The first step we should undertake in order to write a data strategy is exploration / investigation. It’s really important to fully understand your starting point before trying to define what needs to be done.
The first output from this assessment needs to be a data inventory, this helps you to identify the data you hold; the platforms in which it resides and many of the controls around the data that are already in place. An inventory may include some of the below fields:
|Data Source Name||What is the name of the database table; file system directory; etc.. which uniquely identifies this datasource.|
|Data Source Platform||What platform is your data stored in (MySQL, HDFS, etc..)|
|Datasource Users||Is this customer facing or internal data?|
|Entities Defined||What entities are described in your datasource. For example, customers, orders, transactions|
|Aggregated dataset||Is the dataset aggregated, ready for reporting?|
|Cleaned dataset||Is the dataset cleaned & prepared for end-user usage?|
|Risk: PII||Is PII included in the dataset? What are they?|
|Risk: PII Purpose||Why is this PII data required? What is the business justification?|
|Risk: PII mitigation||Is the data encrypted? Hashed?|
|Access Requirements||Who should have access to the data?|
|Data Type||Master Data: this describes objects: employees, customers, locations, office addresses, organizations; products; etc..|
Unstructured data: is data without a fixed data structure: bodies of text; social comments; images; videos; documents etc..
Transactional Data: is transactional in nature, it usually has a timestamp associated to it and describes an event: a sale; an invoice; a return or an activity (e.g. the time you entered the gym when you swipe your membership card).
Metadata: describes your data. It’s data about data: report definitions; database column descriptions; config files; etc..
Hierarchical Data: is data that describes objects with a hierarchical structure. For example, a family tree or org structure. In a cellular network; you may have a hierarchical model for family plans. The children are associated to their parents account.
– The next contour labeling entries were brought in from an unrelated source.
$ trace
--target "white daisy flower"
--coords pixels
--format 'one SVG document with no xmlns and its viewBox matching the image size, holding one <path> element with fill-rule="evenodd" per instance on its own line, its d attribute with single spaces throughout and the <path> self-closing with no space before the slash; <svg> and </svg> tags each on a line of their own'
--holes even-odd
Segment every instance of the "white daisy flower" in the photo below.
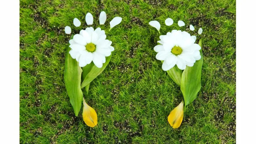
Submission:
<svg viewBox="0 0 256 144">
<path fill-rule="evenodd" d="M 158 52 L 156 59 L 164 61 L 164 70 L 169 70 L 175 65 L 184 70 L 187 66 L 192 67 L 196 60 L 201 59 L 199 51 L 201 47 L 195 44 L 196 37 L 187 32 L 173 30 L 160 38 L 161 40 L 157 42 L 161 44 L 155 46 L 154 50 Z"/>
<path fill-rule="evenodd" d="M 104 13 L 104 15 L 106 15 L 106 13 L 103 12 L 103 13 Z M 105 23 L 106 18 L 106 16 L 100 16 L 101 24 Z M 92 24 L 93 17 L 92 14 L 87 13 L 85 20 L 87 25 Z M 120 23 L 122 18 L 115 17 L 112 21 L 116 22 L 114 22 L 115 23 L 112 25 L 110 23 L 111 28 Z M 81 22 L 77 18 L 74 19 L 73 22 L 76 27 L 81 25 Z M 67 34 L 70 34 L 71 28 L 69 27 L 66 27 L 65 32 Z M 103 64 L 106 62 L 105 57 L 109 56 L 111 52 L 115 50 L 111 46 L 112 42 L 106 39 L 106 37 L 105 31 L 100 28 L 95 30 L 92 27 L 87 28 L 85 30 L 82 29 L 79 34 L 75 35 L 73 39 L 69 40 L 69 46 L 71 50 L 69 53 L 72 58 L 79 62 L 79 66 L 81 67 L 84 67 L 92 61 L 96 67 L 101 68 Z"/>
</svg>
Reference Data: is static data typically. It could include timezone data; location information etc.. For example, you may have a static list of all your retail store locations, which you could use to support ongoing analysis.
|Data Volume||Volume: how large is the dataset?|
|Data Value||We need to understand how valuable this data is for the business. Does it provide us with insight to support cost saving initiatives? Does it help us drive more revenue?|
|Data Quality Score (1 (low) to 10 (high))||Undertake an assessment to determine how reliable the data we have is? How confident are we in insights derived from it?|
|Known Quality Issues||What issues led to a lower score?|
|Data Quality Monitoring||How is data quality monitored?|
|Data Quality auditing||How is data quality audited?|
|Data Variability||How quickly does the data change over time? If the format of data changes frequently, we will likely need more rigorous data quality monitoring in place.|
|Datasource Metadata||Is the datasource properly described (field descriptions etc..). Link to the documentation.|
|Datasource Lineage||Link to the document which describes how this data has been manipulated into its current form.|
|Datasource retention period||How long is data retained for? What policy underpins this?|
|Datasource owner||Who owns the datasource?|
|Datasource Steward||Who has stewardship responsibilities on the data?|
|Access management process||Include here how access is provisioned; how it is approved; how it is periodically reviewed|
|Data re-Use policy||How is this data intended to be used? Should it be a self-serve dataset?|
An example might be:
|Data Source Name||product.customers_details|
|Data Source Platform||MySQL|
|Risk: PII||Yes – Phone, Email, Age, Gender|
|Risk: PII Purpose||Required to enhance usage of website, advertising products suitable for age & gender|
|Risk: PII mitigation||Yes|
|Access Requirements||Marketing (where customer has opted in)|
|Data Type||Master Data|
|Data Value||Drives significant revenue; reduces marketing costs through targeted marketing.|
|Data Quality Score (1 (low) to 10 (high))||10|
|Known Quality Issues||No known issues in data quality|
|Data Quality Monitoring||Data ingestion process has email and phone validation|
|Data Quality auditing||No process at present|
|Data Variability||The data is consistently formatted|
|Datasource Metadata||Link to metadata here.|
|Datasource Lineage||Link to lineage description here.|
|Datasource retention period||Until account closure request by customer|
|Datasource owner||Head of Marketing|
|Datasource Steward||Marketing Analytics Analyst|
|Access management process||Link to access management process here.|
|Data re-Use policy||This dataset should not be used for purposes outside of marketing without further approval and review.|
As always, this sort of template may or may not meet your needs. It’s really driven by the organization you work in & the type of data they hold. However, hopefully it’s a good starting point!